Resonac Holdings, the Japanese semiconductor materials company formerly known as Showa Denko, is riding one of the most consequential demand waves in the chip industry. CEO Hidehito Takahashi spoke at Bloomberg’s Look Ahead 2026 event in Tokyo about the company’s AI-driven growth trajectory and the geopolitical tightrope it’s walking with China.
For anyone tracking the AI hardware supply chain, Resonac is the kind of company that rarely makes headlines but quietly holds enormous leverage. The firm commands roughly 50% market share in non-conductive films used in High Bandwidth Memory chips, the exact components that power the GPUs training large language models and running inference workloads across data centers worldwide.
The invisible backbone of AI chips
Resonac’s non-conductive films are essential for HBM chips, which stack memory dies vertically to achieve the bandwidth that AI workloads demand. The company holds that 50% market share through a joint venture with SK Materials.

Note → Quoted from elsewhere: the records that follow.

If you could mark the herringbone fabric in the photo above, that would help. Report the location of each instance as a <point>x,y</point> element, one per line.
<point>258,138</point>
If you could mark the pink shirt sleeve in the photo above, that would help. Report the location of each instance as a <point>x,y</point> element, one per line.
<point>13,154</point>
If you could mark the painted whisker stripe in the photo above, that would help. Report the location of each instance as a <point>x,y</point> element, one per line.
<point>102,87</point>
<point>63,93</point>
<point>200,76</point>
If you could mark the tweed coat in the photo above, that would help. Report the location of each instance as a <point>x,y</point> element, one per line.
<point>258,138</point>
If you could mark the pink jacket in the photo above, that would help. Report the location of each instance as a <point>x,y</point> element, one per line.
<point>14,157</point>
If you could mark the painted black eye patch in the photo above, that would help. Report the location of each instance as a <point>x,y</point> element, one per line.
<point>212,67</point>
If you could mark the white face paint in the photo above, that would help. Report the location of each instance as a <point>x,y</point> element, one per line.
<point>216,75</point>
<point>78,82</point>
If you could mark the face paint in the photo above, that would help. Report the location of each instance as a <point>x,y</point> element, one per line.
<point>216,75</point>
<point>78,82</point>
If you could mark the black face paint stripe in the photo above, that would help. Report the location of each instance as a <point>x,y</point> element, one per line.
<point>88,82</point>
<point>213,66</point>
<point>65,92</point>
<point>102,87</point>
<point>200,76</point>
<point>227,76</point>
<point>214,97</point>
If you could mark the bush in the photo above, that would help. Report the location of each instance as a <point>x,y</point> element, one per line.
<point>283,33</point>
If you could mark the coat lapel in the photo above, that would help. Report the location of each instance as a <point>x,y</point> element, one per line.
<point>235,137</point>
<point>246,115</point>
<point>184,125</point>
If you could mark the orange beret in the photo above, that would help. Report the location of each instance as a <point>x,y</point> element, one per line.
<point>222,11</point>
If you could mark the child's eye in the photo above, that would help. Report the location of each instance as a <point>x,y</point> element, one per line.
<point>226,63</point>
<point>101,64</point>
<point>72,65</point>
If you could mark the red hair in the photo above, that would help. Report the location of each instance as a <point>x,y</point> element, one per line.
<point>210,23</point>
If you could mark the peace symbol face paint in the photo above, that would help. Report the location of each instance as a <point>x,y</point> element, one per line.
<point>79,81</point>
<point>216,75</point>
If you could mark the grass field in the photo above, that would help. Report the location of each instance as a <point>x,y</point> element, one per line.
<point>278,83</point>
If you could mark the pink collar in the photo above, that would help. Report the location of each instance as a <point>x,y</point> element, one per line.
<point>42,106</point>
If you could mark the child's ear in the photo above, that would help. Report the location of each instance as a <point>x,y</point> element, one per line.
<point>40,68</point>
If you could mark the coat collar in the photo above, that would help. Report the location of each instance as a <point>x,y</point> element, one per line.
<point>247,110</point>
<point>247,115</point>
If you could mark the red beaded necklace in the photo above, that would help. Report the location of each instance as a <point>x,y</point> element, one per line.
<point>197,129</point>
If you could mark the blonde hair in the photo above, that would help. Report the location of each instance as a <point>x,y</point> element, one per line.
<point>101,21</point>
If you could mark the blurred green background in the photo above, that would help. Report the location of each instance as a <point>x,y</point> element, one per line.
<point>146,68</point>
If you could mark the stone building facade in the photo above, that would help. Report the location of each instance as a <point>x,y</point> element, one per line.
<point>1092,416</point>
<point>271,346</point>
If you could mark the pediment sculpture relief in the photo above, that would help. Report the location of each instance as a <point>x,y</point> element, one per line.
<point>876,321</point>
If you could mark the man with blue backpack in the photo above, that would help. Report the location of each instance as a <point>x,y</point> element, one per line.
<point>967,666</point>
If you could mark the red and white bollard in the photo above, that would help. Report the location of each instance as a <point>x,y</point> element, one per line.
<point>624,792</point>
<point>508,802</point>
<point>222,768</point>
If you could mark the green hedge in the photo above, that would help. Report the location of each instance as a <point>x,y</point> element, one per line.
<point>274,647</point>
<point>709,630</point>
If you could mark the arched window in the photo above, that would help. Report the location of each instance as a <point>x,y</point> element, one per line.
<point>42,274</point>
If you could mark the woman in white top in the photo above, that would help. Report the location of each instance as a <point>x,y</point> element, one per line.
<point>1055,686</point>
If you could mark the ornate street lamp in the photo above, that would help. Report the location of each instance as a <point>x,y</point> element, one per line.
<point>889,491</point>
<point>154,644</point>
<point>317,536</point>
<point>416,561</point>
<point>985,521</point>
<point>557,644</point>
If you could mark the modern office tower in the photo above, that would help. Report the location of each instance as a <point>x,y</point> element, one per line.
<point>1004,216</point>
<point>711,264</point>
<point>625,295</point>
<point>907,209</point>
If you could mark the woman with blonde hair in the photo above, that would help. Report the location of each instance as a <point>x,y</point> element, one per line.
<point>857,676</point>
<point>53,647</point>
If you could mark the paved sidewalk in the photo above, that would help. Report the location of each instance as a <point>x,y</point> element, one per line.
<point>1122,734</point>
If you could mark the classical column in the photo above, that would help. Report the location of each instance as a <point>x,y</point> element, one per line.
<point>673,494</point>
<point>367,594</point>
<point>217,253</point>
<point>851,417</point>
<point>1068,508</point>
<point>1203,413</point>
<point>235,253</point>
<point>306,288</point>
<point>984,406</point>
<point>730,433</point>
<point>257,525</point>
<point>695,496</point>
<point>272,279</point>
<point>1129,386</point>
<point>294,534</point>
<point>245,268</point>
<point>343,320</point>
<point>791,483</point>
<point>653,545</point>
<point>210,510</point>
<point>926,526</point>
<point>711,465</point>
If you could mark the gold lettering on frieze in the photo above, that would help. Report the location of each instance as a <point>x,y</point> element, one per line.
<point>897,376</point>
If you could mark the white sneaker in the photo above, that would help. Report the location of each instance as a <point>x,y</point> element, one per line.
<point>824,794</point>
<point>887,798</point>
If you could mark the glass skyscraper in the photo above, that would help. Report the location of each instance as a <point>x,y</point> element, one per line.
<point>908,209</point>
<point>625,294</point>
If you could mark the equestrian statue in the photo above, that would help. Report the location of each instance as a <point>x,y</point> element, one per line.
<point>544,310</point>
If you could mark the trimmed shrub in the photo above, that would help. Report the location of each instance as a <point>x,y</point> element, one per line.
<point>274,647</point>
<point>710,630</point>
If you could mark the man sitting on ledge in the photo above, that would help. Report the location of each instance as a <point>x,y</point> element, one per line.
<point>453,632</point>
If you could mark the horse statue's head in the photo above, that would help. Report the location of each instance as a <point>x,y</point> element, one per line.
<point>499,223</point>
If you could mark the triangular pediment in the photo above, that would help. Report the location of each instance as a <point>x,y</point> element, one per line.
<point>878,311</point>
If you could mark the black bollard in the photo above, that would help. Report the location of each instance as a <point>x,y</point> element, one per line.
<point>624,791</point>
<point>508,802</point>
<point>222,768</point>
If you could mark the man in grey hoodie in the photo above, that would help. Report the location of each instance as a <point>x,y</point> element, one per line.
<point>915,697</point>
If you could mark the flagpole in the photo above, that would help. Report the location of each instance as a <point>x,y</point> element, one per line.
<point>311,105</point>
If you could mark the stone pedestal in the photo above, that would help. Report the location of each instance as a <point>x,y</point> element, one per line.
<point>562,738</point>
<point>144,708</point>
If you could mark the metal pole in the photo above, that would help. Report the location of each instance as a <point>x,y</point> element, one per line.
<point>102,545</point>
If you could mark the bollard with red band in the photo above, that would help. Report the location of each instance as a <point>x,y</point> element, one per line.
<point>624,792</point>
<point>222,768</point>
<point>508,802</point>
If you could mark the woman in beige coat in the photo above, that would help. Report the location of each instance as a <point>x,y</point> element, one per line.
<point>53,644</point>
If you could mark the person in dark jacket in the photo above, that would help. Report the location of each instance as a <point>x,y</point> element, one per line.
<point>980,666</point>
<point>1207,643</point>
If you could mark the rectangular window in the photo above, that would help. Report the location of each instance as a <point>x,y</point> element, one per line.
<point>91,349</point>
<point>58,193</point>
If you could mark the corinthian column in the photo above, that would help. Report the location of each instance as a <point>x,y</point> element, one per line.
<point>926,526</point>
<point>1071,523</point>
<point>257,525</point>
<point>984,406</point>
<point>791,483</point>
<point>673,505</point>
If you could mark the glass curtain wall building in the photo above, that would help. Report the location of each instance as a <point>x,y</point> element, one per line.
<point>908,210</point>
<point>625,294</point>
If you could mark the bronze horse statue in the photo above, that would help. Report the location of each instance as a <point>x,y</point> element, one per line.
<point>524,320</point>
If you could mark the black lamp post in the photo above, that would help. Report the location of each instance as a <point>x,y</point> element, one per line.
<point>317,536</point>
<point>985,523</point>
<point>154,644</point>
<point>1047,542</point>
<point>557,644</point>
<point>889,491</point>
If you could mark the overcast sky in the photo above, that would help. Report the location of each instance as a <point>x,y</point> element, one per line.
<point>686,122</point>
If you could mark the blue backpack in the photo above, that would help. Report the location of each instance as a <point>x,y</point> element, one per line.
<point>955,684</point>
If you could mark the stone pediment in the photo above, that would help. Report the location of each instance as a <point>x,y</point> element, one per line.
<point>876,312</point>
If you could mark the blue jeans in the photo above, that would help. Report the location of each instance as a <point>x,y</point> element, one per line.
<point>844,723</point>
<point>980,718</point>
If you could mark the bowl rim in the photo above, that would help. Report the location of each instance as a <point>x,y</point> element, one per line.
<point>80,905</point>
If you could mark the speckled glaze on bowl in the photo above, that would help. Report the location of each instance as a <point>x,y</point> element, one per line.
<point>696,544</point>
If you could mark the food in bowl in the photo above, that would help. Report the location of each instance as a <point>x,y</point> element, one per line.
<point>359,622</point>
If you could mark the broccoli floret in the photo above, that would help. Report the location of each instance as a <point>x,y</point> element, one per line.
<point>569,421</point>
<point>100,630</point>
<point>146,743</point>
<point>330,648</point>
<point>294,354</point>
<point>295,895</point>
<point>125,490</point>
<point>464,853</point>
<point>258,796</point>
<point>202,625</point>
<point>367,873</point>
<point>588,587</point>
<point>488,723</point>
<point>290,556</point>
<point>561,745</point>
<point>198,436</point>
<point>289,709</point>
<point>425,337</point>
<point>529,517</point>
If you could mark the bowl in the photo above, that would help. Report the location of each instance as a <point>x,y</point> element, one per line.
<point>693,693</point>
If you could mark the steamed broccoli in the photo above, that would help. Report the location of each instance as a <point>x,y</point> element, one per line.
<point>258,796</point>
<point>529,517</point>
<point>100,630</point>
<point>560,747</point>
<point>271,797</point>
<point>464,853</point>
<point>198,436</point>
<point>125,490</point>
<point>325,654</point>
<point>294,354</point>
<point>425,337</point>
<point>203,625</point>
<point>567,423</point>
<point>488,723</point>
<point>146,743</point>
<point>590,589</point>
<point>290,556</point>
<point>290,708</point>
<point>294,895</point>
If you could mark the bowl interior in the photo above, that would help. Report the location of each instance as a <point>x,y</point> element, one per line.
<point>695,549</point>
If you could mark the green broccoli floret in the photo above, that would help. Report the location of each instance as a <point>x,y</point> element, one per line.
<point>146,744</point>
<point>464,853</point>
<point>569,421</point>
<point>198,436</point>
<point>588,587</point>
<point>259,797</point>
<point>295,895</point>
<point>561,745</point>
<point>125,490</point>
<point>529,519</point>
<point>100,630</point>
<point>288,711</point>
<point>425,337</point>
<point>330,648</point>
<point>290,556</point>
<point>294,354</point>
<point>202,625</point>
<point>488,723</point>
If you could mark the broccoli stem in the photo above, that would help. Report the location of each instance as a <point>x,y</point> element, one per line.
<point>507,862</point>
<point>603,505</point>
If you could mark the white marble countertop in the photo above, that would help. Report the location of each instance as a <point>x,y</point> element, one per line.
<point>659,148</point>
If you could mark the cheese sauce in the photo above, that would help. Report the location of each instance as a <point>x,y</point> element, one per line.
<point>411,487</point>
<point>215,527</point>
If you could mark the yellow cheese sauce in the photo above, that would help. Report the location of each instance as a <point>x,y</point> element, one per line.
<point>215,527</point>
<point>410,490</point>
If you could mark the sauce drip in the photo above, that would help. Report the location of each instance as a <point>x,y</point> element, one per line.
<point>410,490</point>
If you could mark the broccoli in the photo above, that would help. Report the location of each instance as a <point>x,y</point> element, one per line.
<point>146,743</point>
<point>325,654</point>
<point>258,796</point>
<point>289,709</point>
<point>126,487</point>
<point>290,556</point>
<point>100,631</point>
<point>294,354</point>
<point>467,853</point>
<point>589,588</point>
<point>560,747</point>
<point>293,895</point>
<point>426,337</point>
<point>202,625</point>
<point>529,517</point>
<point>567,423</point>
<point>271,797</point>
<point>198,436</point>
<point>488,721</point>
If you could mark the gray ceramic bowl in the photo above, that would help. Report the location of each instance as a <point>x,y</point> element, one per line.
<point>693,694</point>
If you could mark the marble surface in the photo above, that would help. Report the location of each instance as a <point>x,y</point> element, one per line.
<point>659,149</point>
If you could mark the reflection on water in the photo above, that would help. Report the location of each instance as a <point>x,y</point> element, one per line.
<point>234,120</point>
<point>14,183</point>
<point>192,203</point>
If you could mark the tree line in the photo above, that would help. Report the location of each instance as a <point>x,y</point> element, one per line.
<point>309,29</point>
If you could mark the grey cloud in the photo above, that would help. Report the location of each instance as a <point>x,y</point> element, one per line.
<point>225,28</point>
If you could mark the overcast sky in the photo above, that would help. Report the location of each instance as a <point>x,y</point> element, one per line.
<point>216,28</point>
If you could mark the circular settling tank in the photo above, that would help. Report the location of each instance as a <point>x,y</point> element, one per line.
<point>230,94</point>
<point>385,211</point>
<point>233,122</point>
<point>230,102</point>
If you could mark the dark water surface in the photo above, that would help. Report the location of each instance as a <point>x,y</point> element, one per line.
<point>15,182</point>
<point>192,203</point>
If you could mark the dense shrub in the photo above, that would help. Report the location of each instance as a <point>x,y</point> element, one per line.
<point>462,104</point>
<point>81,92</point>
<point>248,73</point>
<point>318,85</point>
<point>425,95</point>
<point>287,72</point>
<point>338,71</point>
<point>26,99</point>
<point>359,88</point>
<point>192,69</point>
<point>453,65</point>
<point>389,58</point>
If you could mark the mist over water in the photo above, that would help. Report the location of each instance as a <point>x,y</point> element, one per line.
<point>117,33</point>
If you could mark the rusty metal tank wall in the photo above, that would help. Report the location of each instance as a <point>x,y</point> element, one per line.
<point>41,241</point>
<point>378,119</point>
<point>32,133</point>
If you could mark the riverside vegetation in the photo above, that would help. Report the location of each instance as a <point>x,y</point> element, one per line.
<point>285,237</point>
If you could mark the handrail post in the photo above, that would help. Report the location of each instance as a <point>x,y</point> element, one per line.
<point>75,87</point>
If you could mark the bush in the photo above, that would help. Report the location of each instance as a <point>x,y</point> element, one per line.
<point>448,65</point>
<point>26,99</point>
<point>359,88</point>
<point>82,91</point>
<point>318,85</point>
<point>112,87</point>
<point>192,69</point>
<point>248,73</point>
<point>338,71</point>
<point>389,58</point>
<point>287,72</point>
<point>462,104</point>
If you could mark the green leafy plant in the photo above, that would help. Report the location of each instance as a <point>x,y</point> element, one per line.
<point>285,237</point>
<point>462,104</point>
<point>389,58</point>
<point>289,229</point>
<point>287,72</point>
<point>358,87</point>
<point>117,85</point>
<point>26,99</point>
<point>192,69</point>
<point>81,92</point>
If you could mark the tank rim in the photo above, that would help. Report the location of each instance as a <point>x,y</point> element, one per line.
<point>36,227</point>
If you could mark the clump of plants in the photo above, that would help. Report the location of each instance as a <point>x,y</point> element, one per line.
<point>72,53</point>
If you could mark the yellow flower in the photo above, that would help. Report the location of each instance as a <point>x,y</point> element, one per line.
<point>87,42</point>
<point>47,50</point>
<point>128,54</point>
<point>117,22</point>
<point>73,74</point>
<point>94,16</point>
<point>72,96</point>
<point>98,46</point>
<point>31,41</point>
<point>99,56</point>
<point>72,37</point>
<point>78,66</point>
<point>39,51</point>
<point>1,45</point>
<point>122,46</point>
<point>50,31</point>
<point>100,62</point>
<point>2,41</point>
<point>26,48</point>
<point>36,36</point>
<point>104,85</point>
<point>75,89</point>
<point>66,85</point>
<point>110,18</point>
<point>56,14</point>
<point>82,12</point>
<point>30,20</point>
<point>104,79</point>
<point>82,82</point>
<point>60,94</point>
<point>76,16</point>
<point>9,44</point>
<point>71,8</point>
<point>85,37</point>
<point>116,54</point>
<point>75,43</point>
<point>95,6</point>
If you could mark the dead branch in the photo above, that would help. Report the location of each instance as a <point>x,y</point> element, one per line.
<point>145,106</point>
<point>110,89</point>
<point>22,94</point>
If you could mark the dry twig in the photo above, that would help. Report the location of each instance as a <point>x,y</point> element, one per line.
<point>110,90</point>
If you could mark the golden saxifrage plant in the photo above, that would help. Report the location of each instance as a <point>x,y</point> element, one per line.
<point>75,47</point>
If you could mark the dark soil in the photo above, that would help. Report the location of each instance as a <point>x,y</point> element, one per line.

Beyond films, Resonac also produces liquid encapsulants, the materials that protect semiconductor packages from thermal stress. In June 2026, the Japan Patent Office upheld the company’s patent for a novel liquid encapsulant technology designed specifically for 2.5D semiconductor packages.
China: opportunity and minefield
Takahashi’s comments at the Bloomberg event addressed the elephant in every semiconductor boardroom: China. Resonac is actively diversifying its sourcing of rare earth materials away from China, designed to reduce exposure to potential export restrictions or supply disruptions.
On the other hand, Resonac announced increased production capacity within China on December 17, 2025. The rationale is straightforward: China’s domestic semiconductor ambitions are enormous, and Beijing is pouring resources into building an indigenous chip supply chain. Resonac wants to sell materials into that ecosystem, even as it reduces its dependence on Chinese raw materials.
Building the consortium, building the moat
In September 2025, Resonac launched the JOINT3 consortium, a group of nearly 30 companies focused on developing next-generation chip packaging technologies.
Investors have clearly noticed the positioning. Resonac’s stock gained approximately 50% in 2025, a surge that tracks closely with the broader AI semiconductor rally but also reflects the company’s specific market dominance in HBM materials.